THEATRE A l’occasion des 25 ans du décès d’Audrey Hepburn, l’Espace culturel des Terreaux présente une pièce consacrée à celle qui a sûrement été la plus classe des citoyennes de Tolochenaz.

Le 20 janvier 1993, la plus célèbre, mais aussi la plus discrète, des habitantes de Tolochenaz nous quittait. Depuis, ce petit village de 1855 habitants est devenu un lieu de pèlerinage pour beaucoup. Sa maison n’a pas été transformée en musée, à l’instar de celle de Charlie Chaplin à Corsier-sur-Vevey – et ne le sera probablement jamais, selon le syndic – mais il n’en reste pas moins que chaque année, et en particulier l’été, « des cars entiers de japonais arrivent depuis Genève », dans le petit village voisin de Morges, indique le chef de l’Executif Salvatore Guarna. Les japonais, et de plus en plus de chinois, sont les principaux et plus nombreux visiteurs à venir pour découvrir le lieu où l’actrice reconvertie dans l’humanitaire a vécu.

Lieu de pèlerinage

A Tolochenaz, depuis le cimetière, où ils se recueillent sur sa tombe, les touristes traversent le village pour se rendre à la place Audrey Hepburn, où un buste à son effigie a été érigé en 2012. A une centaine de mètres, l’ancienne demeure de l’actrice affiche une plaque commémorative devant laquelle les visiteurs se prennent en photo.

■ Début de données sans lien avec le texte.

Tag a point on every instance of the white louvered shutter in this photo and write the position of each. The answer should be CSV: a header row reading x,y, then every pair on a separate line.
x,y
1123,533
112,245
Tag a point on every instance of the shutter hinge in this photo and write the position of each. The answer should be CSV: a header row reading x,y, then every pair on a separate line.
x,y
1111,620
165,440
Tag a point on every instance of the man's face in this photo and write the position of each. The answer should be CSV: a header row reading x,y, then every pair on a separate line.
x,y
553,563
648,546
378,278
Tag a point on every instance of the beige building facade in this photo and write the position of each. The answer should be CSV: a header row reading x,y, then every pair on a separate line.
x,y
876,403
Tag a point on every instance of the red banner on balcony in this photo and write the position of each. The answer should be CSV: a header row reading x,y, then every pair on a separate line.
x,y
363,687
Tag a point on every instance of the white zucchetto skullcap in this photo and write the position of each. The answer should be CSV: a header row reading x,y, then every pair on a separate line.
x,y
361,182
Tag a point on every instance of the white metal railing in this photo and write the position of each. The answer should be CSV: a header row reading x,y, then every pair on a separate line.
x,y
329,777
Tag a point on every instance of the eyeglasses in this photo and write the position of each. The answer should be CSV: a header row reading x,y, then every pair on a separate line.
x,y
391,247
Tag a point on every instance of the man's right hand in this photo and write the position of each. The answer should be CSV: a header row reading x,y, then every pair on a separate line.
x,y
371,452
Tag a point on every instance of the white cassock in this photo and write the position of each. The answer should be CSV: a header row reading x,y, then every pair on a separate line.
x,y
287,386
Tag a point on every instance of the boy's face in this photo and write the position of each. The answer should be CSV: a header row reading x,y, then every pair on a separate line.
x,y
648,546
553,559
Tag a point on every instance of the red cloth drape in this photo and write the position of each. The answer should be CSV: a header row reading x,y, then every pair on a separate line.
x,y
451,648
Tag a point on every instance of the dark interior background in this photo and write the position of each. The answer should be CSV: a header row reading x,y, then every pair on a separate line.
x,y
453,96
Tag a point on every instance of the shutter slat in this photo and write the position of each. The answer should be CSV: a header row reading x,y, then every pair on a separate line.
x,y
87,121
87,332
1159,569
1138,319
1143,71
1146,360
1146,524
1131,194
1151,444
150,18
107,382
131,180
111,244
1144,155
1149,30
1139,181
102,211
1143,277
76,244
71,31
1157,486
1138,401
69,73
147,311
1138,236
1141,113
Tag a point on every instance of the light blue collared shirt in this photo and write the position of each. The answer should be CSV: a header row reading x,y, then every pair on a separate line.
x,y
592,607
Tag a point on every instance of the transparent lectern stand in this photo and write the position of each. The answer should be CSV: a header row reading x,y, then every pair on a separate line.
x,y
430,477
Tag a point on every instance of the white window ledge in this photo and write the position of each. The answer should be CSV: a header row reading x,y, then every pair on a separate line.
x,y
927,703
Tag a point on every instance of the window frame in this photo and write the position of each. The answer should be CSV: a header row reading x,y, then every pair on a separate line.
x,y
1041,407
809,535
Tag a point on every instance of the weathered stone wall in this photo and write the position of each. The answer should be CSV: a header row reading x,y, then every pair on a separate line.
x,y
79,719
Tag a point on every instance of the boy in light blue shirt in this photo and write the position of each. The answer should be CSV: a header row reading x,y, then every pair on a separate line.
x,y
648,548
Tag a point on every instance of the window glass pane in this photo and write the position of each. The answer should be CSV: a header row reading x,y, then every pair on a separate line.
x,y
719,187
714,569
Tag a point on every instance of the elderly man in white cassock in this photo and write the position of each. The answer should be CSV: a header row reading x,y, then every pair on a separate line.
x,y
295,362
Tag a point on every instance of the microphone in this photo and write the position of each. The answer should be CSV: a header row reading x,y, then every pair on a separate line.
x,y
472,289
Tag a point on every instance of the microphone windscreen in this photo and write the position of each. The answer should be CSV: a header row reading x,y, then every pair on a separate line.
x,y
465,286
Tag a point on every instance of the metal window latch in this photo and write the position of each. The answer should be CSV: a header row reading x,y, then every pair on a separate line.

Une aubaine pour le petit village ? « A Tolochenaz, cela ne représente pas de rentrées économiques, explique Salvatore Guarna, car nous n’avons pas de commerces. Pour nous, il s’agit de renommée. Mais pour la Région, c’est bénéfique car les touristes font halte à Morges, et visitent notamment la Fondation Bolle.» Cette dernière a en quelque sorte pris le relai de la Fondation Audrey Hepburn qui se trouvait à Tolochenaz, aujourd’hui dissoute.

La pression du rôle

Incarner au théâtre une icône telle qu’Audrey Hepburn « encore très présente dans les mémoires » n’est pas chose aisée, avoue Aude Chollet, l’interprète de la star dans la pièce Quand je pense à Audrey Hepburn, qui sera jouée à trois reprises à Lausanne. Pour assumer ce rôle, Aude Chollet a réalisé un grand travail d’observation : « J’ai visionné tous ces films, et aussi les interviews pour la voir au naturel. J’ai été frappée par son humilité et sa simplicité, malgré sa célébrité. J’admire également son choix d’arrêter sa carrière pour se consacrer à quelque chose qui a plus de sens.» Et c’est exactement le sujet de la pièce : une Audrey Hepburn qui se questionne sur la suite de sa carrière, même si son entourage s’exaspère de ses nouvelles aspirations.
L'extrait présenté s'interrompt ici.